Giuseppe: If you join a startup at the right time, you can very easily become a manager very quickly.

READ ALSO: EXPLAINED: How to boost your career chances in Germany

What was different about working for a Berlin start-up than you expected?

Gabriela: I thought that working from home would be easier, because I hadn’t done that much before, but I find it much harder to be engaged than I expected. I think a lot of startups (in Berlin) are struggling now to find the right balance between the competing interests of their employees – some of whom want to be fully remote and others who want to come more regularly to the office.

Giuseppe: Before I started working for tech startups I had this romantic image that they were all led by geniuses with big ideas who started in their garages. But in reality, I’ve found this emotional, big-dreaming side to be lacking. There are a lot of people who work for startups who just see it like any other job.

A work team exchanging ideas with notes on a whiteboard.

A work team exchanging ideas with notes on a whiteboard. Photo: picture alliance/dpa/dpa-tmn | Christin Klose

What are the best things about working for a Berlin tech start-up?

Giuseppe: You can make an impact with what you do, to build a product and say it’s mine.
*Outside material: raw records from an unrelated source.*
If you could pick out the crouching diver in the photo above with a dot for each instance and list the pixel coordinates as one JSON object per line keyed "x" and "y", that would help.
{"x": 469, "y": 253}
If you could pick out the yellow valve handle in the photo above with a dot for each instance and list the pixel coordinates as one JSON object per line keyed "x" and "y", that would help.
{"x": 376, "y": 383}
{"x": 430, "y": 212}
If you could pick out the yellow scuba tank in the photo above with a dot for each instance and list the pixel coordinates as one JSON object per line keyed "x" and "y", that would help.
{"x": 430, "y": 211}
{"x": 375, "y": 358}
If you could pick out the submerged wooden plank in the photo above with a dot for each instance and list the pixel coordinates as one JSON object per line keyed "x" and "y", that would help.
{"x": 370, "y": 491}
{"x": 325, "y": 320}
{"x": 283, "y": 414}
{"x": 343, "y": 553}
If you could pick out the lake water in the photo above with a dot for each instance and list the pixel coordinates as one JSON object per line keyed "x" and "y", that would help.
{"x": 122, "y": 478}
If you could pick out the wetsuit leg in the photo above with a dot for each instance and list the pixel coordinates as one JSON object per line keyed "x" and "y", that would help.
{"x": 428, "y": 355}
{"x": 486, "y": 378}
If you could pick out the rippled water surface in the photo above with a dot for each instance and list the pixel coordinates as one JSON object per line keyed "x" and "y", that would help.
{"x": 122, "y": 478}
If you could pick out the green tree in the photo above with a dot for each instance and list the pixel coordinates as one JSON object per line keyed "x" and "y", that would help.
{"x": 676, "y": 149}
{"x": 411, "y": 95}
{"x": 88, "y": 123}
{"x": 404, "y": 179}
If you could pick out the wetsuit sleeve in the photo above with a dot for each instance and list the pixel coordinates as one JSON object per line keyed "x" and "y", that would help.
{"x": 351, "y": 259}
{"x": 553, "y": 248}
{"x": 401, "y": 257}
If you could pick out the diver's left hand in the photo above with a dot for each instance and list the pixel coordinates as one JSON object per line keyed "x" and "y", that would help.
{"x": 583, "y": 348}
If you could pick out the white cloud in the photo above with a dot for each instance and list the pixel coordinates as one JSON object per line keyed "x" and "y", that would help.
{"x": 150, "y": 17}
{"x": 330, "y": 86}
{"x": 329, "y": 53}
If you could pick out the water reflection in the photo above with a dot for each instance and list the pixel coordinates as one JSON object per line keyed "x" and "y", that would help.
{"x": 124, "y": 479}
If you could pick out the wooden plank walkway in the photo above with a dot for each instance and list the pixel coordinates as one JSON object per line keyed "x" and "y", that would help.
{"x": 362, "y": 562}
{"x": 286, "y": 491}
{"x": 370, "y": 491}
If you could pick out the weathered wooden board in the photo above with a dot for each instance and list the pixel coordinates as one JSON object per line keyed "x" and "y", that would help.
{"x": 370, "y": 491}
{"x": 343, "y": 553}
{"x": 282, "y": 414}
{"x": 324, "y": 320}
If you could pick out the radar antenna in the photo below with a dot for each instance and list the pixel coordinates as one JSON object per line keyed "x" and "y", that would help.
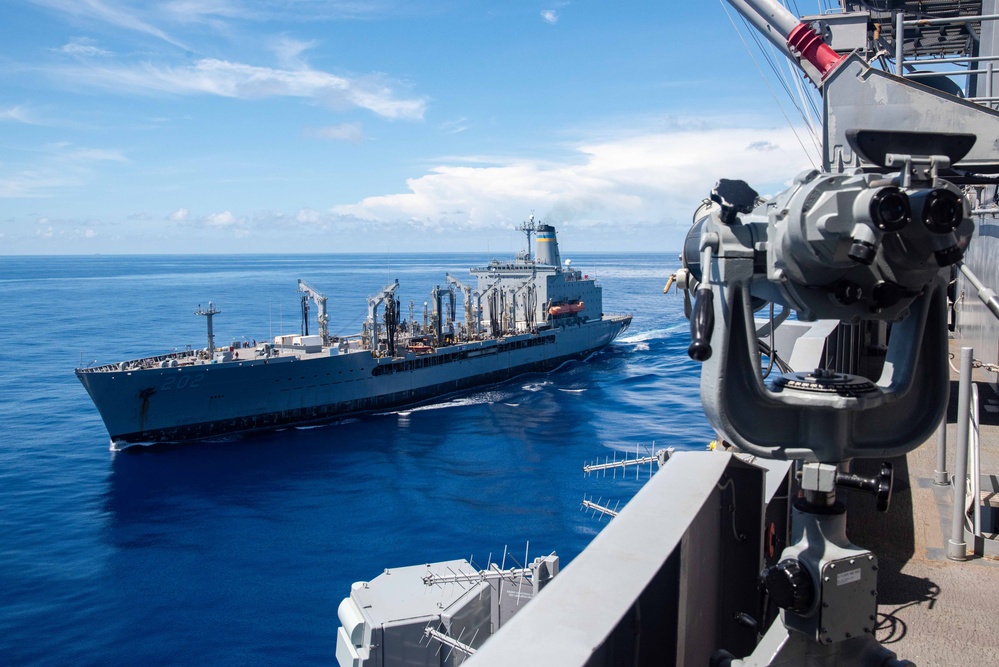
{"x": 528, "y": 227}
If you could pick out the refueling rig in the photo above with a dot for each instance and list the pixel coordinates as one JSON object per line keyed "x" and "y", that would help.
{"x": 727, "y": 555}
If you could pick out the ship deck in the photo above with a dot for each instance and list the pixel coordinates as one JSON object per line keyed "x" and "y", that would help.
{"x": 932, "y": 610}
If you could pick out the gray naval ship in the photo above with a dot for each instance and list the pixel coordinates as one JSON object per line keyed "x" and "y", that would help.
{"x": 532, "y": 314}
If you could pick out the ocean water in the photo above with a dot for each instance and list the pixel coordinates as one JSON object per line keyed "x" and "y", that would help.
{"x": 238, "y": 551}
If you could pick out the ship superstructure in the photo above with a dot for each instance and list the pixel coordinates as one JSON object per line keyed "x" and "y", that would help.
{"x": 528, "y": 315}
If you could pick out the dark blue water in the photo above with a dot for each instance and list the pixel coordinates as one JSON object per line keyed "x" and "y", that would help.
{"x": 239, "y": 551}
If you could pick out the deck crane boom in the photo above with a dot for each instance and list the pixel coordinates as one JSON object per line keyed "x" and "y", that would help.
{"x": 320, "y": 301}
{"x": 472, "y": 313}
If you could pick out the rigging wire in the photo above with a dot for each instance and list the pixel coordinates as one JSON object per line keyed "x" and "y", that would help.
{"x": 784, "y": 73}
{"x": 772, "y": 94}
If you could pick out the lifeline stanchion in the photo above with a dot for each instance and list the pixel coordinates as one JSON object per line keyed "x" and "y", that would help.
{"x": 957, "y": 548}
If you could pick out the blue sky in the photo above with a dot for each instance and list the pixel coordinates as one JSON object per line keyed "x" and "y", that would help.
{"x": 129, "y": 126}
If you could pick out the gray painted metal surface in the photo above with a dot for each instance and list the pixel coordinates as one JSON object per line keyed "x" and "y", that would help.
{"x": 661, "y": 584}
{"x": 540, "y": 315}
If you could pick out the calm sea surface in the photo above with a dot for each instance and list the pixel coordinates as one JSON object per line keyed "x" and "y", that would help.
{"x": 239, "y": 551}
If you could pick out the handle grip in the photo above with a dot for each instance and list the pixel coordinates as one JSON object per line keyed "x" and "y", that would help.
{"x": 702, "y": 324}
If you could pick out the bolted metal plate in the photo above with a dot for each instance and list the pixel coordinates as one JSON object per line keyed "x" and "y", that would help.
{"x": 848, "y": 604}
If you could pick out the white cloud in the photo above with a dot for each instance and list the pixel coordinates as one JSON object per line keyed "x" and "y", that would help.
{"x": 112, "y": 13}
{"x": 210, "y": 76}
{"x": 82, "y": 47}
{"x": 18, "y": 114}
{"x": 60, "y": 166}
{"x": 223, "y": 219}
{"x": 638, "y": 180}
{"x": 352, "y": 132}
{"x": 289, "y": 51}
{"x": 308, "y": 216}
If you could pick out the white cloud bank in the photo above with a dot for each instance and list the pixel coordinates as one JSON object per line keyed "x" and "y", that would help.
{"x": 649, "y": 179}
{"x": 211, "y": 76}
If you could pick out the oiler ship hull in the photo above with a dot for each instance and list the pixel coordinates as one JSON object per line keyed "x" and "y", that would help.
{"x": 189, "y": 402}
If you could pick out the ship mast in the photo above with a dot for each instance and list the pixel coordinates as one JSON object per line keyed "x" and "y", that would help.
{"x": 528, "y": 227}
{"x": 323, "y": 318}
{"x": 209, "y": 314}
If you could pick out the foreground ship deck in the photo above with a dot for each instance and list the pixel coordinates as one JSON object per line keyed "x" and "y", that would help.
{"x": 529, "y": 315}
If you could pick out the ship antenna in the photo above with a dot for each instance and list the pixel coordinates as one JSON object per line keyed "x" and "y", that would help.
{"x": 209, "y": 314}
{"x": 528, "y": 227}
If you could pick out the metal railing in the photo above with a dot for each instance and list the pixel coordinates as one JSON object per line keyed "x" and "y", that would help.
{"x": 966, "y": 521}
{"x": 901, "y": 23}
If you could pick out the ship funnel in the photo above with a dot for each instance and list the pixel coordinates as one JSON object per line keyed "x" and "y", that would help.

There is also creativity and freshness in the team dynamics. I was deeply unhappy in the years I spent working for big corporations because I didn’t know what the goal was. In startups, the objectives are clear.

Gabriela: You can grow with the company, and there are a lot of positions opening all the time, and it’s very common for startups to promote internal talent.

READ ALSO: EXPLAINED: The German regions attracting startups

What are the worst things about working for a Berlin tech start-up?

Gabriela: Sometimes it can be hard to keep up with the pace of change. It sometimes feels like we are constantly onboarding new people or people are changing roles and there is a slightly chaotic feel to things. The buzzword “agility” is used and abused, and sometimes means staff is expected to go along with anything and everything.

Giuseppe: In the tech start-up world here there seem to be a lot of people who get into the top jobs because they speak a lot, not necessarily because they are the most competent. There is a lot of networking and self-promotion required to push yourself forward. It’s also not a good environment for people who don’t like change, because things change a lot. 

Do you think Berlin is a good place for foreigners to work?

Gabriela: Yes, definitely. You have a lot of choice when it comes to places to work – so it’s unlikely you’ll have to stick at a job which
you don’t like. It’s also a big help for foreigners that most startups in Berlin don’t require German language skills.

Giuseppe: Definitely. For me, the mix of cultures and ideas in the workplace is really inspiring and motivating. And, of course, the city of Berlin itself is full of cultural events and has a great night life – so it’s a great place to live for when you want to detach from work too.

Do you have any advice for anyone thinking about joining a tech start-up in Berlin?

Giuseppe: Try to develop an entrepreneurial mindset instead of an employee mindset as soon as possible. Always look for opportunities, don’t take things personally, don’t think about what happened yesterday, and focus on the now. 

Gabriela: Be open-minded and be prepared for change.